Makhosazana Xaba
Makhosazana Xaba (born 10 July 1957) is a South African poet and short-story writer. She trained as a nurse and has worked a women's health specialist in NGOs, as well as writing on gender and health. She is Associate Professor of Practice in the Faculty of Humanities at the University of Johannesburg.
Quotes
edit- It is a summer of songs composed in blood,
tuned with guns and arranged in conversations.
It is a summer of songs I sing in swelling volumes. - I write poetry from my personal space, in my personal voice. I say “I am here”. I address women in the world.
- I first encountered your 2019 debut collection Agringada: Like a Gringa, Like a Foreigner (Modjaji Books) at the Rosebank branch of Exclusive Books.
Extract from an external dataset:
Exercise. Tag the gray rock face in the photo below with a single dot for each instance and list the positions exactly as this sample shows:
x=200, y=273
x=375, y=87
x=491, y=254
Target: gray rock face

I spent so much time trying to read the two words on the cover, the ones in a small black font. After numerous failed attempts I decided I would use my magnifying glass when I got back home. It was in that moment that I realised: Oh, they are using the very cover to give me the visceral experience of what I am about to read! Then I thought: Effective! Smart! I love it! I am buying this book!
- I was still in the queue at the bookshop when I read the contents page, and I began to smile, because Tongues of their Mothers—my second poetry collection—is also divided into four sections using the names of seasons. In your book, there are eleven poems in Winter, fifteen in Summer, three in Spring and thirteen in Autumn.
- These hands have Moulded monuments, created crafts, healed hearts.